How "Correct" are LLM Evaluators?

Summary:

We tested LangChain's LLM-assisted evaluators on common tasks to provide guidelines on how to best use them in your practice.
GPT-4 excels in accuracy across various tasks, while GPT-3.5 and Claude-2 lag for tasks requiring complex "reasoning" (when used in a zero-shot setting).

Context

Evaluating language model applications is a challenge. Evaluating by hand can be costly and time-consuming, and classic automated metrics like ROUGE or BLEU can often miss the point of what makes a "good" response. LLM-based evaluation methods are promising, but they aren't without issues. For instance, they can prefer their own output to human-written text, as revealed in recent research.

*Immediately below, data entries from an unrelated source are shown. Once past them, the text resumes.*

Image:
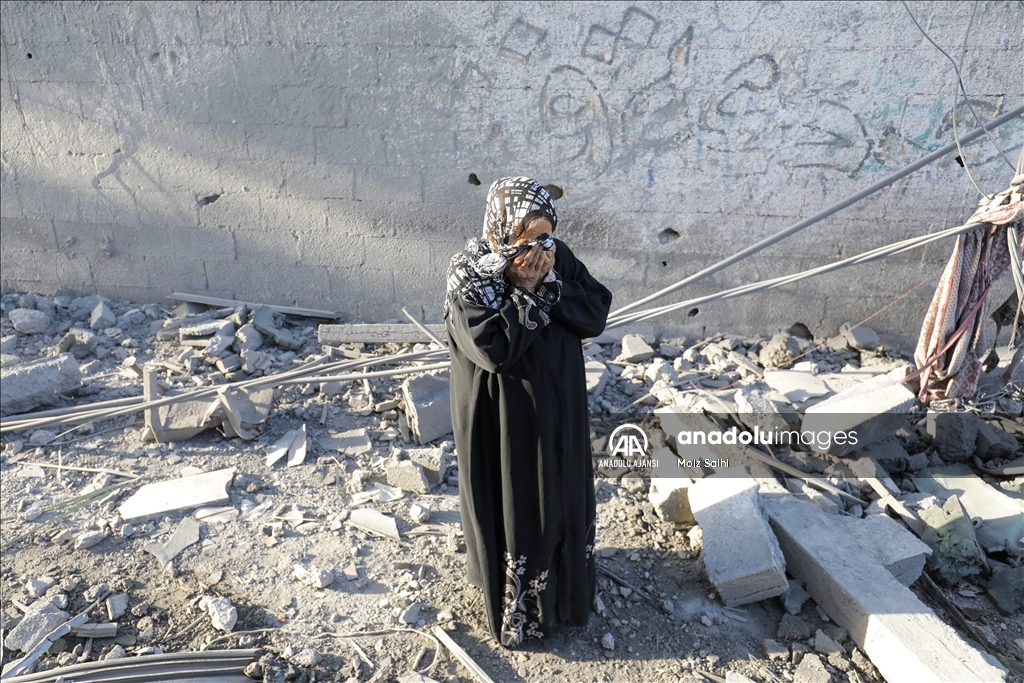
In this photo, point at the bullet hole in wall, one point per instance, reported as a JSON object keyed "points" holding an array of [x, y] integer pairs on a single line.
{"points": [[668, 236], [555, 191]]}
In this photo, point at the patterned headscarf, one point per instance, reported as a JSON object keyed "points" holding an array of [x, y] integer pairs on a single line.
{"points": [[477, 273]]}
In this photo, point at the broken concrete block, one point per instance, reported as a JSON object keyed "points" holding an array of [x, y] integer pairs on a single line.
{"points": [[902, 636], [669, 496], [312, 575], [351, 442], [433, 462], [1003, 516], [798, 387], [223, 615], [41, 619], [741, 556], [247, 338], [992, 442], [117, 605], [860, 337], [29, 321], [950, 536], [427, 407], [408, 476], [597, 376], [778, 350], [28, 385], [873, 410], [953, 434], [635, 349], [190, 492], [101, 316]]}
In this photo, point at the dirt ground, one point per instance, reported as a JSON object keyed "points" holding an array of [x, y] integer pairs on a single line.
{"points": [[653, 596]]}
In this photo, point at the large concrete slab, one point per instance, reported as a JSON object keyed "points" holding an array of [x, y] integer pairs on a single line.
{"points": [[740, 554], [845, 570]]}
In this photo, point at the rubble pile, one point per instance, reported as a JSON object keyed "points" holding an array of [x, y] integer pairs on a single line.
{"points": [[229, 488]]}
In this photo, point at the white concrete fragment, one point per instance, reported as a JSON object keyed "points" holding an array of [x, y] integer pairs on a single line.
{"points": [[741, 556], [29, 321], [427, 407], [192, 492], [28, 385]]}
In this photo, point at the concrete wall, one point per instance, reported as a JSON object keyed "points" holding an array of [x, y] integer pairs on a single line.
{"points": [[318, 155]]}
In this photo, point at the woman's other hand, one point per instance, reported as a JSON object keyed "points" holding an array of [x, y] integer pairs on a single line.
{"points": [[528, 268]]}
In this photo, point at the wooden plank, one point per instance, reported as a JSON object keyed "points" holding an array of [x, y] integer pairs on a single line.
{"points": [[402, 333], [287, 310]]}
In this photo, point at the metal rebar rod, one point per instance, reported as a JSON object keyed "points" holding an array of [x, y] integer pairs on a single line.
{"points": [[807, 222]]}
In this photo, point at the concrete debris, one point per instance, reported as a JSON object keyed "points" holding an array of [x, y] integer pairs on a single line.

Another challenge is reliability. If an evaluation model operates in the same context as the model being assessed, its feedback might lack the depth needed for meaningful insights. This isn't a solved problem, and it's why we're committed to developing robust, flexible evaluation tools at LangChain.

In tasks such as question-answering and information extraction, 'correctness' is often the key metric. We've run experiments to measure the quality of LLM-based evaluators in determining "correctness" of outputs relative to a label, so we can share better guidelines and best practices for achieving reliable results.

What we tested

We investigated three of LangChain's evaluators designed to grade whether a predicted output is "correct" relative to a label.

QAEvalChain (link + prompt): prompts a model to grade the prediction as a teacher grading a quiz, ignoring spacing and wording.
CoT evaluator (link + prompt): similar to the QA example above, but it instructs step-by-step reasoning using the provided context.
LangChain also provides a “Criteria” evaluator (link), for testing whether a prediction meets the custom criterion provided (in this case, "correctness" relative to the reference). The prompt is similar to OpenAI's model graded evaluator prompt.

We tested all three evaluators using a binary 'right or wrong' scale, without giving them any few-shot examples for each task. Tests using additional prompting techniques or a continuous grading scale are saved for a future post. You can find the code for these experiments here (link) and the full summary table of these experiments here (link).

Creating the datasets

To grade the reliability of these evaluators, we created benchmark datasets for three common tasks. For each source dataset, we transformed the answers using techniques to generate data splits where the predictions are known to be “Correct” or “Incorrect”, assuming the original labels are reliable. Below is an overview for each dataset.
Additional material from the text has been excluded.